Who we are. People of compassion
because we have suffered, people of determination because we see what might be,
And yet . . . and yet
. . . and yet, what if we are made for more?
What if we are not, as Wolf says, merely “the sum of our
past experiences?” What if we are called
to leave our heartaches behind and to receive ourselves as the people we were
originally intended to be? People
created for a garden? People created entirely for love? To remember and to know S, gardener,
animal lover, daughter and sister and friend, as most fully and joyously her
beloved, precious self?
It’s hard to imagine, tonight, when the loss is so great, that
compete transformation lies ahead. That there will come a time when the heavens
and the earth, even the tangible earth on which we live, will be transformed by the love of God into a mass of extravagant
color and growth, into a garden in which brokenness and death will be no more,
a garden in which life will flourish without recourse to the past.
Here, we live and we die.
Sometimes the combination seems harsh beyond comprehension. But the promise is for life.

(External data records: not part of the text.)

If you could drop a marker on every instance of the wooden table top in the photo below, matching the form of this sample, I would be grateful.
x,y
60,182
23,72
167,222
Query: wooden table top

Even when our capacity for this existence is crushed
by illness and battered by sorrow, the promise remains. Life for S. Life for us all. Amen.
Precious friend. What a gift you are...in so many ways. Including the gift of terrible experience that you never wanted. Thank you.
ReplyDeleteRobin, this is an inspiring and healing homily. I know that you were a healing presence in their lives and that you will continue to be. You are so strong and courageous, especially when you don't feel that you are. Blessings.